01 June 2010

A LEVEZA DA SOLIDÃO - MINI CONTO


Abri a caixinha de plástico amarela e tirei as coisas: um colar de pérolas de três voltas, um bilhete datado de Abril de Armando que me dispensava e uma rosa seca do dia dos meus trinta anos.

No momento que fui enrendar o pescoço em volta do colar, um estampido soou lá fora. Era meio dia e a rua neste momento não fervilhava.
Não tive ânimo para bisbilhotar, o almoço já ia sair, mas a notícia chegou rasteira com os gritos de Joaninha que passaram por debaixo da porta:
"Mataram, dona Nenê, mataram seu Camilo!"

Deu-me uma tristeza de colo, aquela tristeza de segurar o ar, de pensar palavra e reter palavra!
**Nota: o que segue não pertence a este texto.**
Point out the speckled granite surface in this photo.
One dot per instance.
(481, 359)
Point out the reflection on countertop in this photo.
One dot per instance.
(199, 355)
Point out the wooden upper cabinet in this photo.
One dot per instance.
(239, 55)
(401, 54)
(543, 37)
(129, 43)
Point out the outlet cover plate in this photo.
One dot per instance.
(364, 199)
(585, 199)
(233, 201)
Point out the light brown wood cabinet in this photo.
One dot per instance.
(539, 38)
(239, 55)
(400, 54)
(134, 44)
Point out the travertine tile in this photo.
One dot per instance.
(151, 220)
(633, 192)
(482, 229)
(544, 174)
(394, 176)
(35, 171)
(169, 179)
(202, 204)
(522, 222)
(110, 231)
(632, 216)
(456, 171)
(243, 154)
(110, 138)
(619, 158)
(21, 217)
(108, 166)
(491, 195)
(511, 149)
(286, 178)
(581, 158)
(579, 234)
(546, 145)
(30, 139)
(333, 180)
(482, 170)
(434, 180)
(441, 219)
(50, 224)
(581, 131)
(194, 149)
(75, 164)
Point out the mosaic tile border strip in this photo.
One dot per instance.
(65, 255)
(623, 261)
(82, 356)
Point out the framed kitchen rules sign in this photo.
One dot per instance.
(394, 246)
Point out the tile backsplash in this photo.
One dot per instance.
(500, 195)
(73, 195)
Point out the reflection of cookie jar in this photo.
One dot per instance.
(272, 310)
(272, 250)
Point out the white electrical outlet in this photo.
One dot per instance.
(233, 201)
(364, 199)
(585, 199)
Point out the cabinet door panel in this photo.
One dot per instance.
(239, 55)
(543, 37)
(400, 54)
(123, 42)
Nem bem vi, o colar de três voltas falou por mim: mandou que a rosa ainda mais se secasse e que Camilo subisse depressa para o lugar onde ficam os ares, e que aqui, livre, não precisasse haver mais despedidas.

O que a polícia apurou depois, ficou retido, lívido, num papel verde assinado pelo sargento de bigode.
Bem tarde da noite, quando tudo era silêncio de novo, guardei as coisas de volta dentro da caixinha amarela; o relatório do policial em cima tudo, e pela primeira vez em muitos anos, dormi a noite inteira.